Now although this has proven to be effective, my concern is that this isn't being standardized in any way to my knowledge. Actually quite the opposite, every LLM powered tool seems to be implementing their own version. Some recommending markdown format, while others actually going as far as to recommend writing these "rules" in yaml (yikes). If LLMs are going to be here to stay, and we want them to be as effective as possible, this seems like something that should be standardized as soon as possible. These critical files that help guide the LLMs should be actively managed and monitored. They should be committed to the repo and subject to the same version control standards as the rest of the code base. I would imagine that it would also be helpful to monitor the performance of these rules files. How can we track how effective a change to the rules file was if we're not monitoring the prompt output quality as a result of that change? What would the metrics for that even be?

Going forward, these models are going to just keep being trained on more and more data. Much of which is going to be LLM generated itself in the future. If we want the models of the future to be able to take in something that represents a higher level abstraction (our prompt) and effectively convert that into code, then we need to all centralize on a standardized way of guiding these LLMs.

Now I'm not recommending we write a whole new language or protocol to serve as a means of guiding these LLMs better. Far from it, I think that would be a horrible idea. Whatever that "new" thing is would be completely novel to LLMs, therefore leading to worse results, not better.

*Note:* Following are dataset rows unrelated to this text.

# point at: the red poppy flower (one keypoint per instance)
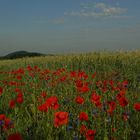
(1, 90)
(2, 117)
(52, 102)
(123, 101)
(137, 106)
(83, 116)
(19, 100)
(43, 107)
(83, 129)
(90, 134)
(79, 100)
(44, 94)
(12, 104)
(15, 136)
(61, 118)
(20, 95)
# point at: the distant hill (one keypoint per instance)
(21, 54)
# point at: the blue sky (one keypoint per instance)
(63, 26)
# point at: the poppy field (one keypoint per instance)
(94, 96)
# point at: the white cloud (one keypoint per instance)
(97, 10)
(56, 21)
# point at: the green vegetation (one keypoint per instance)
(107, 86)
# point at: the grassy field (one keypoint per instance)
(71, 97)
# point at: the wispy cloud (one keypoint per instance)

I'm not entirely sure what the solution is, that is part of what I'm trying to explore while writing this. However, I have developed some ideas from my experience trying to tame these LLMs over the past couple years. One thing that I've certainly noticed is that LLMs are spectacularly good at understanding markdown. They do a really good job of understanding heading tags and the most appropriate type of elements to use based on the type of content in a specific section. Markdown seems to be deeply rooted in the knowledge of the LLMs. Therefore my recommendation, and what I always do, is write my .cursorrules files in well structured markdown. I've also seen that there is a huge benefit of specifying the package manager being used for the project, or for the workspace if working in a monorepo and workspaces are enabled. This is by no means an exhaustive list of all the scrappy little things I've found to work over the years, that'll probably be a separate blog post in itself.

Conclusion

LLMs are here to stay, and my prediction is they are only going to get more and more intertwined in our lives as time goes on. Especially for knowledge workers, and I don't think it will be a bad thing. But I strongly feel that we need to find a way to effectively tame the LLMs and orient them to the task at hand, which will be quite unique for each and every person, team and organization.

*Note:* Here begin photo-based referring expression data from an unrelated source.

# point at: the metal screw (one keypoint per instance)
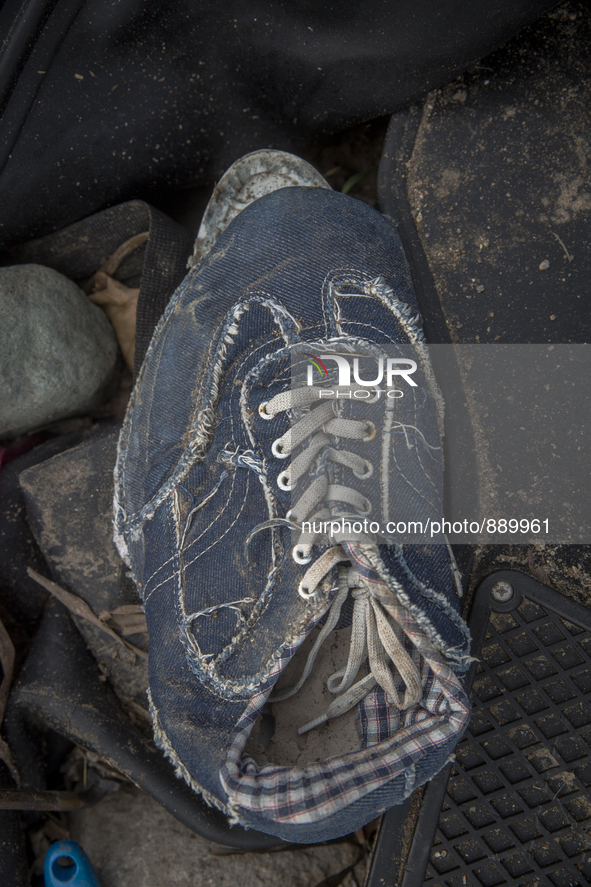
(502, 592)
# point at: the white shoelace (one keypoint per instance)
(374, 635)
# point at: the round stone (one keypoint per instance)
(58, 351)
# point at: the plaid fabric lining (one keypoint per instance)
(395, 742)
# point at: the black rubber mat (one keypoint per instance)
(516, 809)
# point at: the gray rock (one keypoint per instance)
(58, 351)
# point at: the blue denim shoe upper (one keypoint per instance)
(200, 516)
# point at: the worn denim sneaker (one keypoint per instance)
(303, 678)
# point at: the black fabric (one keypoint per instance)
(80, 249)
(60, 688)
(103, 102)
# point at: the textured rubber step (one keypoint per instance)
(516, 808)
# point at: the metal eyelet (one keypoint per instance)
(376, 396)
(368, 471)
(299, 554)
(367, 510)
(263, 411)
(283, 481)
(277, 451)
(304, 593)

Whatever mechanism the community gravitates towards should be standardized, and ideally community driven and open. This will ensure that we maximize the circulation of ideas and actively improve. It should also be seamlessly integrated into developer tooling, requiring minimal effort and a short learning curve, to not create lots of friction for devs incorporating this tool into their workflow.

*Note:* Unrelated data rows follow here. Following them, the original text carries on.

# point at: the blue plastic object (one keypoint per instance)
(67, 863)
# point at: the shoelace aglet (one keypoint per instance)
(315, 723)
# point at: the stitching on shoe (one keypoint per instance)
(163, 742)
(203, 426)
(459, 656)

I'm an LLM optimist, I honestly think that the world will be a much more prosperous place with LLMs being accessible to the masses, and I believe LLMs will be a net-good for society. But that will only be the case because humans have played the role of leading and influencing that future, the LLMs are just a tool.

At the end of the day these LLMs are just another layer of abstraction on top of electrons which run majority of the world we see around us. The powerful thing about this abstraction is that it has the potential to expand the accessibility of a tremendously powerful technology to many more people in society...what a time to be alive!